Essas imagens me voltaram semana passada, trazidas por meu primo-irmão Marco, bem mais novo do que eu, mas que também percorreu em sua época as oficinas em busca de parafusos, pregos que fixavam trilhos nos dormentes (um tesouro), bolinhas de aço, presilhas, grampos, talas de junção, pregos de linha, calços e todo tipo de traquitana que faziam nossa delícia. As oficinas serviram magicamente a várias gerações. Tenho certeza que os mecânicos sabiam e nos vigiavam disfarçadamente. Os filhos deles também saboreavam o encanto daquele lugar abafado, cheio de silvos, apitos, sinos, marteladas, iluminado pelas chamas dos soldadores. 

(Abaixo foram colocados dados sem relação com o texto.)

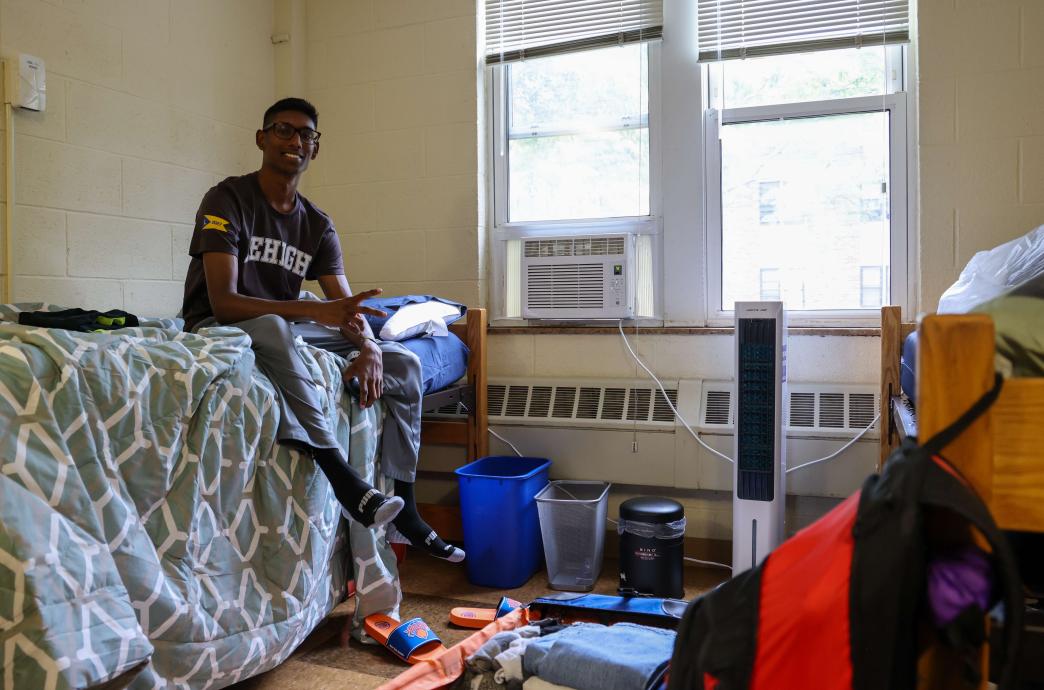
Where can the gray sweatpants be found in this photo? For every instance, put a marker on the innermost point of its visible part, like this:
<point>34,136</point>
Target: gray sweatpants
<point>303,421</point>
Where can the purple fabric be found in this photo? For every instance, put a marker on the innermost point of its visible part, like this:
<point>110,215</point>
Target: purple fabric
<point>958,579</point>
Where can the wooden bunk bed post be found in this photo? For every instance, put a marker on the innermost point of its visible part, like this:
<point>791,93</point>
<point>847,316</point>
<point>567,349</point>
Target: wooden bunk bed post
<point>478,437</point>
<point>891,349</point>
<point>955,369</point>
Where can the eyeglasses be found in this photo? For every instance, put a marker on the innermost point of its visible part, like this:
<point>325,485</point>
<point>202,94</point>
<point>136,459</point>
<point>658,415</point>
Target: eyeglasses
<point>285,131</point>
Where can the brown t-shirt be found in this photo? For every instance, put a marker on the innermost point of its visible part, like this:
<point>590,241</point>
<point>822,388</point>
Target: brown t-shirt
<point>276,252</point>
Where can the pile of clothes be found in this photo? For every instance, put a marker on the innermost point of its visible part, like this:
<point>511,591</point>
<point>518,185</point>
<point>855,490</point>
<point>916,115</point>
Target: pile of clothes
<point>547,655</point>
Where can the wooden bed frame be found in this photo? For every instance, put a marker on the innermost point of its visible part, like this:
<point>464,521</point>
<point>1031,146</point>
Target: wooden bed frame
<point>471,432</point>
<point>1001,454</point>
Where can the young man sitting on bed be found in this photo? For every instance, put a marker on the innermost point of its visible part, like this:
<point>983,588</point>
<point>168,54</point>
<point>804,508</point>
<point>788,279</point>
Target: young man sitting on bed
<point>255,240</point>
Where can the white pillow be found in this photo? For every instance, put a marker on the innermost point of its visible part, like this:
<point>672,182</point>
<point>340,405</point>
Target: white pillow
<point>420,318</point>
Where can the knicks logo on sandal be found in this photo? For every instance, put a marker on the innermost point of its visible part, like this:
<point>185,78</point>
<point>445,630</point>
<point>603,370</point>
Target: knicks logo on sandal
<point>418,629</point>
<point>215,222</point>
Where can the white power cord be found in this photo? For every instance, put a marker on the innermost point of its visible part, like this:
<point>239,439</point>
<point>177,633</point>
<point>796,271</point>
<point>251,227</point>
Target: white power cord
<point>695,435</point>
<point>837,452</point>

Essas imagens me voltaram vivas semana passada trazidas pelos maçons da cidade, ao entrar no Centro de Convenções Doutor Nelson Barbieri, em Araraquara. O centro, belo conjunto arquitetônico, se instalou em um pavilhão restaurado e modernizado das antigas e desativadas oficinas. Pura emoção, fantasmas amigos pelo ar. A história se refez, a infância me tocou. A cidade fez 200 anos. Eu ali estava para abrir a XXXIV Semana Maçônica, a convite de amigos como Adriano Borges, Joaquim Dragone, Carmine Tucci Filho e Carmine Tucci Neto, Lucilio Correa Neto, José Silvio Prada, filho de Lourdes, minha primeira professora no primário, ainda viva, vejam só. Carmine, por anos, revelou meus filmes e copiou minhas fotos. A única foto que tenho da infância foi feita pelo velho Tucci, o iniciador do clã. O pai de Lucilio, mestre alfaiate, me ensinou sobre cinema e fotografia. Joaquim Dragone, amigo novo, me introduziu no mundo dos tomates cerejinhas que ele produz com carinho; verdadeiras frutas. O pai de Adriano, Ruy, foi dos melhores amigos de meu irmão Luiz Gonzaga, há pouco falecido.

Ali estava o que há de mais representativo na cidade. Ali estava eu entre os maçons. Conhecia a maioria, amigos de longos anos. Espero que minha mãe tenha visto agora, comigo ali, e concordado, que a casa de dom Pedro não era “perigo”, nem “pecado”. Foi uma redenção. Teria ela sabido que médicos e farmacêuticos que cuidaram dela no final da vida foram maçons? Em que mundo fechado e torturante minha geração cresceu. Maçons, eu diria à minha mãe, como Carlos Gomes, de quem ela cantava no tanque, a lavar roupas: “Tão longe, de mim distante, onde irá, onde irá meu pensamento...”. Ou de dom Pedro I, ou Chaplin, que ela amava. A pesada nuvem do passado se desfez. O tempo presente nos devolve momentos, resolvendo impasses. Envelhecer é acompanhar mudanças da vida para melhor. Assim participei também dos 200 anos de minha terra, com a alma lavada.